A Recipe for Conversation
by Katherine Crowsley
Cook @ Chapel is exactly what the name says it is, cooking in a chapel, but the difference is that it doesn’t involve lots of chapel members frantically preparing food for a church event! Instead it is a friendly and fun cookery evening aimed at 12-18 year olds (one of the age groups that our churches traditionally find it hard to reach).
The idea for Cook @ Chapel came from the Milton Keynes Fresh Expressions Vision Day back in November 2008. I was interested in fresh expressions of church when I booked for the vision day but I had no idea what that would mean in practical terms. That was nearly three years ago. I’m amazed at what has happened since and how things continue to develop. I was inspired by the story of the ‘Bread Making Church’ in Liverpool led by Barbara Glasson. This Methodist fresh expression of church was established in a very different geographical and social context to ours, their church being placed in an inner city whilst my church, Hanslope Methodist Chapel, is situated in rural Buckinghamshire. It’s very family friendly but I wondered if we were reaching young people - not only our own young people but all those other young people in the wider community?
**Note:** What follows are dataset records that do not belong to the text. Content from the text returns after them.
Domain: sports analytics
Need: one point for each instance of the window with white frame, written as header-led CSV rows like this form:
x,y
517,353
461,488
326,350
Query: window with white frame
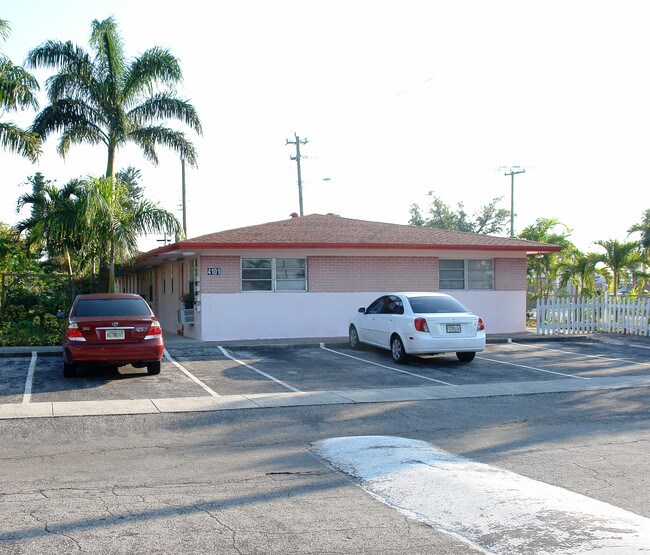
x,y
466,274
273,274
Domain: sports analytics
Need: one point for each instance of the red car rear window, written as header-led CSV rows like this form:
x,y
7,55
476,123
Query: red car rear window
x,y
111,307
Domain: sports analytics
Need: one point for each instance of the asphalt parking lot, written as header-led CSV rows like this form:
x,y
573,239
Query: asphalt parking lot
x,y
198,376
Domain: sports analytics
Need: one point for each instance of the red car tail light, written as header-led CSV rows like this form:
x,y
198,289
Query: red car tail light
x,y
421,325
73,333
155,331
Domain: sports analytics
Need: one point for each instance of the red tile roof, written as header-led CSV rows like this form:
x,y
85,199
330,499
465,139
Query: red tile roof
x,y
331,231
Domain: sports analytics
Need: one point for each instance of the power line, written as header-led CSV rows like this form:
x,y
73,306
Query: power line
x,y
298,142
512,174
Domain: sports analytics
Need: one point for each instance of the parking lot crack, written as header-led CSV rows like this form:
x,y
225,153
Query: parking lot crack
x,y
233,533
46,527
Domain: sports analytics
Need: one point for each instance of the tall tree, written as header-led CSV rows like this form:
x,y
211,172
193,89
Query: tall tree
x,y
620,258
489,220
644,229
110,216
580,270
52,222
111,100
18,90
542,267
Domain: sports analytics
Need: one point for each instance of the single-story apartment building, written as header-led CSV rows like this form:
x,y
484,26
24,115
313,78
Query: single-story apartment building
x,y
306,276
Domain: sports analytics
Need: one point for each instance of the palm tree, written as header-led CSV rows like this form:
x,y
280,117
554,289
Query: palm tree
x,y
543,266
17,91
580,270
111,100
111,216
644,229
620,258
51,225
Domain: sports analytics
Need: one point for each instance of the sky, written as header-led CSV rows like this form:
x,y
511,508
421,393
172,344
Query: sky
x,y
396,99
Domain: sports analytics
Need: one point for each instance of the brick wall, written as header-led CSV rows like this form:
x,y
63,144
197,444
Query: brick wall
x,y
228,281
509,274
371,273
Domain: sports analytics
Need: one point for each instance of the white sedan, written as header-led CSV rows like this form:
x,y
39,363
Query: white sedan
x,y
417,324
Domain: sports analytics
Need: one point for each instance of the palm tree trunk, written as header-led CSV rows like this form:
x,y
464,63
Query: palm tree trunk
x,y
111,269
110,165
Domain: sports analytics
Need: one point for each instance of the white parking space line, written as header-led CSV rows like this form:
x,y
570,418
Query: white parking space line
x,y
582,355
280,382
534,368
322,346
190,375
27,396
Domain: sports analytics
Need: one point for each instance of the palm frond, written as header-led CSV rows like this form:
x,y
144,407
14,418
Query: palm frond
x,y
17,87
155,66
54,53
24,143
65,114
165,106
150,137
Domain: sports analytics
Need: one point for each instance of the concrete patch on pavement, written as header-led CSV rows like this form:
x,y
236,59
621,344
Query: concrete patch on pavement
x,y
493,510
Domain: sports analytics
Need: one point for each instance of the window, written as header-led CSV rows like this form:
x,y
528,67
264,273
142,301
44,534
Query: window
x,y
274,274
466,274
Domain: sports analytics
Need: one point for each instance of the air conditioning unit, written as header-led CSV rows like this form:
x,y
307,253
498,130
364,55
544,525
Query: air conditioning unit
x,y
186,316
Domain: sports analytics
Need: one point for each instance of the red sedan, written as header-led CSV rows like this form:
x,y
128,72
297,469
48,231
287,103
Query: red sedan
x,y
112,329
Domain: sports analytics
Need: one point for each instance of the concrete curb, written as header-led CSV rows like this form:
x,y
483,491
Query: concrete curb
x,y
172,341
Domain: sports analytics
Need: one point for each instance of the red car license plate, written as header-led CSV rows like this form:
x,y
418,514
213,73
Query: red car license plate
x,y
114,334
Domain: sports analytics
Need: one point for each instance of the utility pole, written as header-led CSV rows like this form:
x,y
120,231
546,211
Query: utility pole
x,y
512,174
298,142
183,196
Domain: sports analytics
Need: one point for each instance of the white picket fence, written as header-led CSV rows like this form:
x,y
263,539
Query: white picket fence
x,y
569,315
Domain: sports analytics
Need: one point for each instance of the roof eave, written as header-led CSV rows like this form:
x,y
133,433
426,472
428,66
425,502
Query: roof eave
x,y
189,246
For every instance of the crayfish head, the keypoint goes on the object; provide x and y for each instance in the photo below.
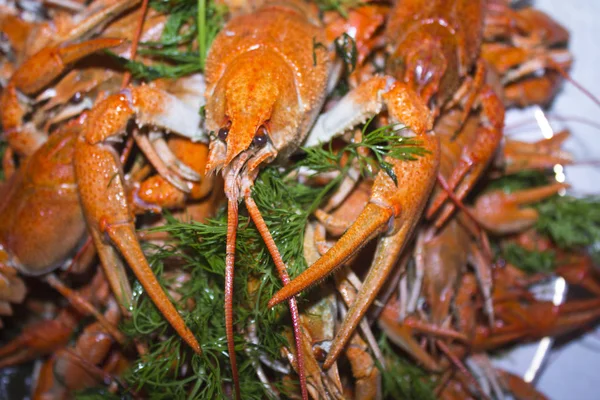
(252, 108)
(427, 60)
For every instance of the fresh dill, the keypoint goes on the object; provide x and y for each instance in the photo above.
(570, 222)
(317, 45)
(520, 180)
(3, 146)
(401, 379)
(530, 261)
(345, 47)
(170, 370)
(190, 28)
(343, 7)
(379, 143)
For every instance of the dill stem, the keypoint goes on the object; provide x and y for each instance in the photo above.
(202, 32)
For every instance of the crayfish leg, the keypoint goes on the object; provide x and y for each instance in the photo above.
(396, 206)
(102, 195)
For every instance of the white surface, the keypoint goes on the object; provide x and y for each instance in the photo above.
(572, 370)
As a secondary school teacher, I feel quite comfortable with that age range and so was happy to consider something specifically for them.
The concept of cooking whilst sharing the Good News of Jesus, and then eating a fellowship meal together, was a great one, so the idea of Cook@ Chapel began to develop.
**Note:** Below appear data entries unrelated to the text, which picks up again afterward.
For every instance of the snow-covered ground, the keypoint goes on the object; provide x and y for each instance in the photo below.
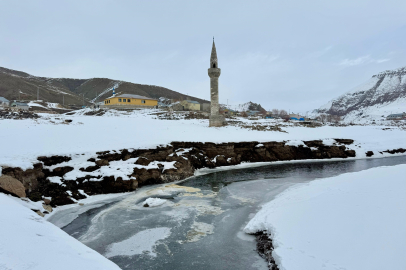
(22, 141)
(29, 242)
(352, 221)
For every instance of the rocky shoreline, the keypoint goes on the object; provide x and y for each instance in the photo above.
(163, 164)
(265, 248)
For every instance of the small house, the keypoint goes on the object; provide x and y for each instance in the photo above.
(190, 105)
(296, 117)
(4, 102)
(19, 106)
(396, 116)
(128, 101)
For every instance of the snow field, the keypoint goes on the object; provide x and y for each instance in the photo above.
(141, 129)
(351, 221)
(28, 242)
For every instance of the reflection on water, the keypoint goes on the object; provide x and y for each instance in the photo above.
(304, 170)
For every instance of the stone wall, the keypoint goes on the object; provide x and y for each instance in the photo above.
(186, 156)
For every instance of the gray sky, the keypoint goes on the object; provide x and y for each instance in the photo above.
(293, 55)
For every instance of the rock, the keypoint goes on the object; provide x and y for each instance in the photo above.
(102, 162)
(143, 161)
(12, 186)
(369, 153)
(60, 171)
(47, 207)
(29, 177)
(53, 160)
(90, 168)
(39, 213)
(344, 141)
(35, 196)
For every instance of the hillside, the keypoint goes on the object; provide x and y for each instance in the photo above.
(20, 85)
(383, 94)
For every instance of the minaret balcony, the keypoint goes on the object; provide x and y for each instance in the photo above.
(214, 72)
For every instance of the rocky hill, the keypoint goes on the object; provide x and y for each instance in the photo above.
(20, 85)
(383, 94)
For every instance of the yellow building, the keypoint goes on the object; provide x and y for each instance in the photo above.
(127, 101)
(190, 105)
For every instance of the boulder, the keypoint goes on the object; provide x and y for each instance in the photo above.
(39, 213)
(47, 207)
(102, 162)
(143, 161)
(12, 186)
(369, 153)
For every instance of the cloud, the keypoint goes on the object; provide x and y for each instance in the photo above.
(361, 60)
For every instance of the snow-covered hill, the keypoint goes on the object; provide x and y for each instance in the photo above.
(383, 94)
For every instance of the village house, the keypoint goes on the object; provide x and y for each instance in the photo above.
(294, 116)
(19, 106)
(396, 116)
(128, 101)
(190, 105)
(4, 103)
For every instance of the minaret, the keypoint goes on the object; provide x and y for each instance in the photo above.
(216, 119)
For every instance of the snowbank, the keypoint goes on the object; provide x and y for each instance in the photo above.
(141, 129)
(30, 242)
(351, 221)
(153, 202)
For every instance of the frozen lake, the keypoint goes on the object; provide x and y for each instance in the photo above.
(200, 223)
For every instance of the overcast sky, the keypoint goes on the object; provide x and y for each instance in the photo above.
(293, 55)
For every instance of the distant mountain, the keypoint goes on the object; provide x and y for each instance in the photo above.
(383, 94)
(20, 85)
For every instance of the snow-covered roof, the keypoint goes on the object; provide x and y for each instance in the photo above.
(133, 96)
(192, 101)
(2, 99)
(20, 103)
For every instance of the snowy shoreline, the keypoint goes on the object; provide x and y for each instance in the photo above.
(354, 206)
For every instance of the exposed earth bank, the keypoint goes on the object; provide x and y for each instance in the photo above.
(149, 166)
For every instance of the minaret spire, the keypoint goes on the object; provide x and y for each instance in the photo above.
(213, 57)
(216, 119)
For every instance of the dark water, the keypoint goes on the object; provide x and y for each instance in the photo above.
(227, 200)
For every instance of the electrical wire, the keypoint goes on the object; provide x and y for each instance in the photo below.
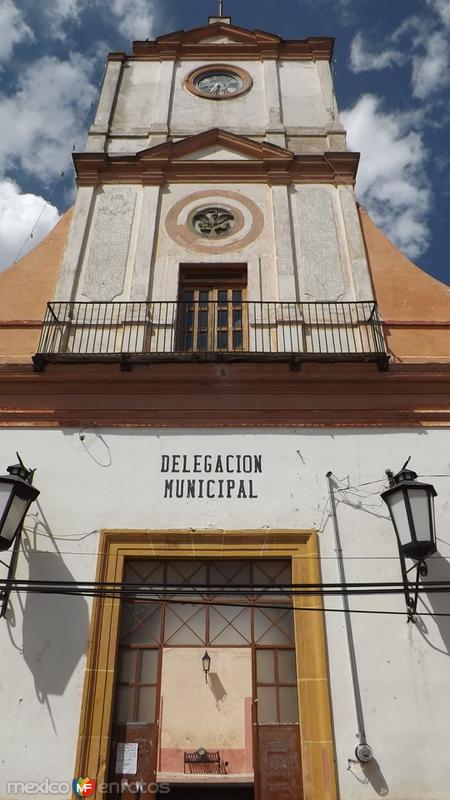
(278, 607)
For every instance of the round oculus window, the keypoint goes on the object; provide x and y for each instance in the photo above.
(218, 82)
(213, 222)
When I went to the Church Council for their support, they asked me to test it out first. I linked up with a community food worker and we did a six-week trial before I applied for a grant. We drew up different menus and asked if we could do it for those aged 12 (Year 7) to 16.
The Methodist District gave us a fresh expressions grant with our Chapel and local community having to match fund it. The money was found and we got underway. We run Cook@Chapel on Friday evenings for two hours and about 7-9 young people come along, we couldn’t accommodate any more than that. Jamie Oliver has fired a lot of interest in cookery among young people but it is our volunteers who have been the experts. I have had to learn a lot myself; it was quite a challenge because I’m not a particularly confident cook! We generally have one main volunteer and a team of two more who will stand in if necessary. The cookery worker has now moved on but is still involved on a consultancy basis.
Young people don’t do so much cookery at school now so they tell us what they would like to learn and we do it – things like cheese sauce, chilli con carne, tortillas and lemon drizzle cake. They like all the chopping up and making things, doing things from scratch.
Each week we aim to prepare and cook a meal with the young people, usually a simple recipe like pizza or lasagne followed by a pudding, apple crumble and Knickerbocker glory being the favourites. After we’ve made the food we sit down and eat it together; it’s very informal – they really, really like that. They also like to take it in turns to say grace using our grace dice. Conversations around the table and while cooking can be about all sorts of things, a lot depends on who we have got there and also who the volunteers are. Originally I thought I would need young volunteers to link to these young people but I was wrong. The older people have been ideal, they relate to our ‘cooks’ in a different way and sometimes they can talk to them very much more comfortably about faith issues. As well as spiritual wisdom they also bring culinary experience to the evenings!
It’s fairly equal in terms of male/female ratio but there are more boys wanting to join. However they are not allowed to join until Year 7 as we decided that Cook@Chapel should just be for secondary age young people. We don’t advertise at all; most of it is word of mouth recommendation. This has been very successful and Cook@ Chapel has brought together the young and the young at heart.
It has been really rewarding and enjoyable to welcome young people to the church and as Cook@ Chapel has developed more teenagers with a non- church background have started to join us. So far the signs are encouraging and we ask for your prayers for the successful continuation and development of Cook@ Chapel through 2011 and beyond.